I also learned the cadre didn’t like resuscitating cone-heads like me.

Today, Wizard magazine came up for air.  It had been holding on to the past and on to some of the more lucrative days of comics for quite a while, and the magazine was probably at the point where it needed some resuscitation.  But I will give them credit for one thing… the employees who I met from there over the years always had a passion for comics.  And after reading Agent M’s blog on his experiences there, I can see that passion was probably more widespread there than just the few people I’d met.

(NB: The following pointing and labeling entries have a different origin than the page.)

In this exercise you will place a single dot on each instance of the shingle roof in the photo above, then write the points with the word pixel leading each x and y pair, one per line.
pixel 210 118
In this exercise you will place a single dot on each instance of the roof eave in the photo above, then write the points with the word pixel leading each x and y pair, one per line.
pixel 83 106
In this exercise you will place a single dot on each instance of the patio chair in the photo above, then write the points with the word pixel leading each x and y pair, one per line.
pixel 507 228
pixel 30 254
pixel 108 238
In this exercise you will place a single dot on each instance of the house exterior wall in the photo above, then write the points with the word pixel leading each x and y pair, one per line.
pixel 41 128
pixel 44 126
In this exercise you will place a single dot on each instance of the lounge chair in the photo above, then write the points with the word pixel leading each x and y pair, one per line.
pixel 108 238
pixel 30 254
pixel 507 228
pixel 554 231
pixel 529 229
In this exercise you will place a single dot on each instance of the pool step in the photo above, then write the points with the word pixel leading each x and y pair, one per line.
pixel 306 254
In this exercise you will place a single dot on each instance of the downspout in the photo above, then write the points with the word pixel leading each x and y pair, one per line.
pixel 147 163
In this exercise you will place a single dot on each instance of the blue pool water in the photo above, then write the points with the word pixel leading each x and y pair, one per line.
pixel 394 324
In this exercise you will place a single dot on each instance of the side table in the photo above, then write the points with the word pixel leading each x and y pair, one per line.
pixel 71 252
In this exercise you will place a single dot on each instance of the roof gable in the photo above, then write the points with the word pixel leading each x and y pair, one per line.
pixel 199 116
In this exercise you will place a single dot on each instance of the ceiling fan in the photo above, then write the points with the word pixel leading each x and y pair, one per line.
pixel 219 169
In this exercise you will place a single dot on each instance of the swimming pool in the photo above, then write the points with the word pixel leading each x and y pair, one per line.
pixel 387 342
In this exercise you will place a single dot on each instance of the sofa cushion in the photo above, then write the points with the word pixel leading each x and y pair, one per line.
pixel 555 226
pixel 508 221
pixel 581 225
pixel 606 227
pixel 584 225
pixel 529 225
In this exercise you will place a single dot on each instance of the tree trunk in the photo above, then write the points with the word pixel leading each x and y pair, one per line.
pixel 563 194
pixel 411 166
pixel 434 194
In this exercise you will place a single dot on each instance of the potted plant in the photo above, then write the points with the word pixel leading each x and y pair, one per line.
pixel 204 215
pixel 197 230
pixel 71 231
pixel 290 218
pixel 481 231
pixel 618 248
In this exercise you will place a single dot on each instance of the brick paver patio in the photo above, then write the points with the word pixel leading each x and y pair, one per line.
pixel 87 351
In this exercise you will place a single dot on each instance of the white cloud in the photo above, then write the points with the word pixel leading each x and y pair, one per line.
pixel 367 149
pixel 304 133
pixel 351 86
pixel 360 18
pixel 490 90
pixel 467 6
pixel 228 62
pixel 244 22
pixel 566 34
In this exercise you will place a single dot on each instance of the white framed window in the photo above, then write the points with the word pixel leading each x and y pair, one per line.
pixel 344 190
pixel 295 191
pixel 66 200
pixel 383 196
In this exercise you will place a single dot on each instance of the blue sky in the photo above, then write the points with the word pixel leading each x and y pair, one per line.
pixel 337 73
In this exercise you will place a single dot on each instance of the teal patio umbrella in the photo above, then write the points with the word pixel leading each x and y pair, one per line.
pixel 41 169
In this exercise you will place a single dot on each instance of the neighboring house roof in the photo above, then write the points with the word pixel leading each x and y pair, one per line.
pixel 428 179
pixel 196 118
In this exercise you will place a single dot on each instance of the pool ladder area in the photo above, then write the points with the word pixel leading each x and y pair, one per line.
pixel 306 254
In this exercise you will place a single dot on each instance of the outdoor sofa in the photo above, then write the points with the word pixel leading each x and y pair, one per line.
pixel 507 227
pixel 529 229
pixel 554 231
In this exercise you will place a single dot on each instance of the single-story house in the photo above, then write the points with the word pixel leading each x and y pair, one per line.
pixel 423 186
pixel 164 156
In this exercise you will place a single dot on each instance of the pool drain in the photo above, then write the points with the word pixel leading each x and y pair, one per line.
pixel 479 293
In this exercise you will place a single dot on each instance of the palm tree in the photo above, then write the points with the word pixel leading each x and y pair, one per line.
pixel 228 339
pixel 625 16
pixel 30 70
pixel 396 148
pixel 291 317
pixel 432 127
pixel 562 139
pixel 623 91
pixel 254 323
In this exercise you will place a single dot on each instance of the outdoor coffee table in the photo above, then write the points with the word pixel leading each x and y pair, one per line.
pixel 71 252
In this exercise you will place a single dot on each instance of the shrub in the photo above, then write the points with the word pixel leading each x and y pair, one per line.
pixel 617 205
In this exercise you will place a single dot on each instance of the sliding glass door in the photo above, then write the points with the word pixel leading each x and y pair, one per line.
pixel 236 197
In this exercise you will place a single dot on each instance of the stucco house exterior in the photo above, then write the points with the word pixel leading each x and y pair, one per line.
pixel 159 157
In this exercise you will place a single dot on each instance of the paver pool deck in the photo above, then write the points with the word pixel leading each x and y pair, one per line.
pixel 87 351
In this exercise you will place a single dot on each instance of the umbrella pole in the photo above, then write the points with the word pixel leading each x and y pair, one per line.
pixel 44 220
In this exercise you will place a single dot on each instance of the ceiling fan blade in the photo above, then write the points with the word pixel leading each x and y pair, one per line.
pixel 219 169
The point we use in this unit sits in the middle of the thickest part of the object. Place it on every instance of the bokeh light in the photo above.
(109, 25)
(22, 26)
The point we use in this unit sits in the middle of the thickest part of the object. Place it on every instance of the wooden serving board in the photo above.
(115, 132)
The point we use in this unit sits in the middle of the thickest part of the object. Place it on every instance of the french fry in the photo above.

I might not have seen eye-to-eye with all the magazine’s reviews or all of the fanfare over certain creators, but I’d never expect that from any publication.  Opinions vary from person-to-person and the only way you’re ever going to see eye-to-eye with an entire magazine or website is if you write it all yourself (and there are people I think would still hate on their own publication just because they have an overdeveloped hatin’ gland).

So, here’s to Wizard as they follow in the footsteps of the Dragon by dropping the print version and taking their articles to the digital realm.  I may not have always appreciated what they had to say, but I rarely doubted the fire behind the people putting the actual words to the page.